From John Ray's shorter notes




July 10, 2009

EVEN HEAVILY PROPAGANDIZED COLLEGE STUDENTS PREFER THEIR OWN RACE

There is a new article out in the NYT on the research of Russell Fazio, work which I mentioned late last year under the same heading as that which I have used above. Fazio studies college students who are unlucky enough to be assigned a roommate of a different race -- in the bright-eyed but now hoary hope that living with a black will make you like blacks more. The theory (generally called the "contact hypothesis") goes back to the 1940s and I summarize most of the early research on it here. As I think most readers would expect, the facts give little support to the theory. The theory is based on the view that blacks are just the same as whites, only browner -- and if you believe that you will believe anything.

Needless to say, Fazio finds what many others before him have found -- that most whites thrown together with blacks very rapidly want out. Those who do stick it out, however, seem to have more positive attitudes towards blacks at the end of the experience.

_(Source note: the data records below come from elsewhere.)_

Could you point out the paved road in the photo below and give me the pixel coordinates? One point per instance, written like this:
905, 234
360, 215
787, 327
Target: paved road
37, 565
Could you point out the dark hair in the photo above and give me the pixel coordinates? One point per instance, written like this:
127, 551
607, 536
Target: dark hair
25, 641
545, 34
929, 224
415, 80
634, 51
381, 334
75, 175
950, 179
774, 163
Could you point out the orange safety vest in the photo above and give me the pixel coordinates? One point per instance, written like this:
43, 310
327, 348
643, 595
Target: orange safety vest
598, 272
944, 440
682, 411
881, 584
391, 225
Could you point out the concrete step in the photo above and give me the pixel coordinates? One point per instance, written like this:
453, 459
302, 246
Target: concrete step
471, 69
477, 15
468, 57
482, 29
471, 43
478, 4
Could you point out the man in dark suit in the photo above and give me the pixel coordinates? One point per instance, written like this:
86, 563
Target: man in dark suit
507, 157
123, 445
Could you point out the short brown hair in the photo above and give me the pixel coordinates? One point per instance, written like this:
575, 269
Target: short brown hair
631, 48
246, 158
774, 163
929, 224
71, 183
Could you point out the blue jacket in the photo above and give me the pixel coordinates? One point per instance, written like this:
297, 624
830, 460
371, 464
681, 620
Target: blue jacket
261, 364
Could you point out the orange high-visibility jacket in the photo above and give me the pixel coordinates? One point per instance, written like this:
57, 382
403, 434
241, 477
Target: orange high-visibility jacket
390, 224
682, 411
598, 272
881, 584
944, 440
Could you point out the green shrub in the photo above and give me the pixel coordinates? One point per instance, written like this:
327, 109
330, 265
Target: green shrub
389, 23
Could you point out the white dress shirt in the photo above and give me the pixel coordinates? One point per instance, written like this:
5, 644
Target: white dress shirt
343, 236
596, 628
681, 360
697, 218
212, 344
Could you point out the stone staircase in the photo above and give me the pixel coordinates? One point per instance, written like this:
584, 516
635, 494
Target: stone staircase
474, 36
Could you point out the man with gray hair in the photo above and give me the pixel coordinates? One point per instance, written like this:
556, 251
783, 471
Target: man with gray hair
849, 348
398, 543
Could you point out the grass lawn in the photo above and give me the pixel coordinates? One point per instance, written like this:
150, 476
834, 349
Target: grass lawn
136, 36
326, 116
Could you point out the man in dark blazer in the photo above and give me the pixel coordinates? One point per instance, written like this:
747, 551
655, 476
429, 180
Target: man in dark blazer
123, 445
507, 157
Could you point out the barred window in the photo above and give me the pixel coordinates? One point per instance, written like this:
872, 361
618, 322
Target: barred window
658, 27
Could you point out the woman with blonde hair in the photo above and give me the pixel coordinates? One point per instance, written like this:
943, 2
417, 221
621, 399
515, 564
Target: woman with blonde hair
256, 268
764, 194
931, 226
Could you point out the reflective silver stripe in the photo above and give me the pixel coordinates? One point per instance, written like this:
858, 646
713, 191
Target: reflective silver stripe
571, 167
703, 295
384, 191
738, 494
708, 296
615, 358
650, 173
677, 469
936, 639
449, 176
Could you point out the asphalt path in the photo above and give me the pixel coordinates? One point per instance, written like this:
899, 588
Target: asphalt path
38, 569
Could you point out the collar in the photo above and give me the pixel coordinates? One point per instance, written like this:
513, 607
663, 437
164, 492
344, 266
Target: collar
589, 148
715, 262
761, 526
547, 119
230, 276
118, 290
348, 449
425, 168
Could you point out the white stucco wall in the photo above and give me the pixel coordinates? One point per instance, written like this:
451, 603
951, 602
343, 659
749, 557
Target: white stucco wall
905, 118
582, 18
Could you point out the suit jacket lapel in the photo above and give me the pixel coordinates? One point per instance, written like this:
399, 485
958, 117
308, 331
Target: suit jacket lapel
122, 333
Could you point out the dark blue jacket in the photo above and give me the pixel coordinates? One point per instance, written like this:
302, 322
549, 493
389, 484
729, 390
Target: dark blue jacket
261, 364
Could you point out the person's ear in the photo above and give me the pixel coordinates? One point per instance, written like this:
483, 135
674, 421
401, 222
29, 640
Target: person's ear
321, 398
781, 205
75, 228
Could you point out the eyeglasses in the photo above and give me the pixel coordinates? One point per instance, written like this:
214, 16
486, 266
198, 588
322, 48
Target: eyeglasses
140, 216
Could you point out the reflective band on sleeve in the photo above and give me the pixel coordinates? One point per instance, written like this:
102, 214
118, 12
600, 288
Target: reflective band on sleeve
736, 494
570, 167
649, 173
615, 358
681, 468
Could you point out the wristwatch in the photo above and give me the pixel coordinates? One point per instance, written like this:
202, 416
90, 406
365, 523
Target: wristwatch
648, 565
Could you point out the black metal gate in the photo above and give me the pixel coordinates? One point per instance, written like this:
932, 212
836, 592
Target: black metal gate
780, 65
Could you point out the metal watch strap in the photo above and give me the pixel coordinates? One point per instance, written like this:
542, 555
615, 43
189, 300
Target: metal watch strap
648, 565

In the usual logically-deprived reasoning that seems to pervade the sciences that I know something about (psychology, sociology, medicine and climate science) Fazio just assumes he knows what is the cause of that improvement. One of the first things you learn in Statistics 101 (I used to teach introductory statistics at university level) is that "correlation does not prove causation" -- but an awful lot of scientists seem not to have done a statistics course. Fazio somehow seems to think the improved attitudes observed in some students confirms his "contact hypothesis". But what does it really prove? It COULD prove that it is only when blacks "act white" that whites can live with them and that those whites who live with such blacks are relieved to find that such blacks do exist. Much more likely, however, is that the whites who stick it out are more politically correct and know what to say when Fazio questions them. Students are very good at giving their professors the answers that their professors want. That's how most of them get their degrees.

So if anyone thinks that Fazio has found anything useful towards improving race relations, all I can say is I admire your optimism but not your reasoning power. I was amused, however, by the finding that living with Asians tended to make you dislike Asians. Given Asian superiority in all sorts of academically relevant ways, I don't find that surprising at all! And it does in fact reinforce the most usual finding from "contact hypothesis" research: That getting to know other races makes you like them LESS.

I was amused also by this sentence from one of the other researchers quoted: “Just having diversity in classrooms doesn’t do anything to increase interracial friendships”. That does rather undermine the whole rationale of having "diversity" on campus, it seems to me!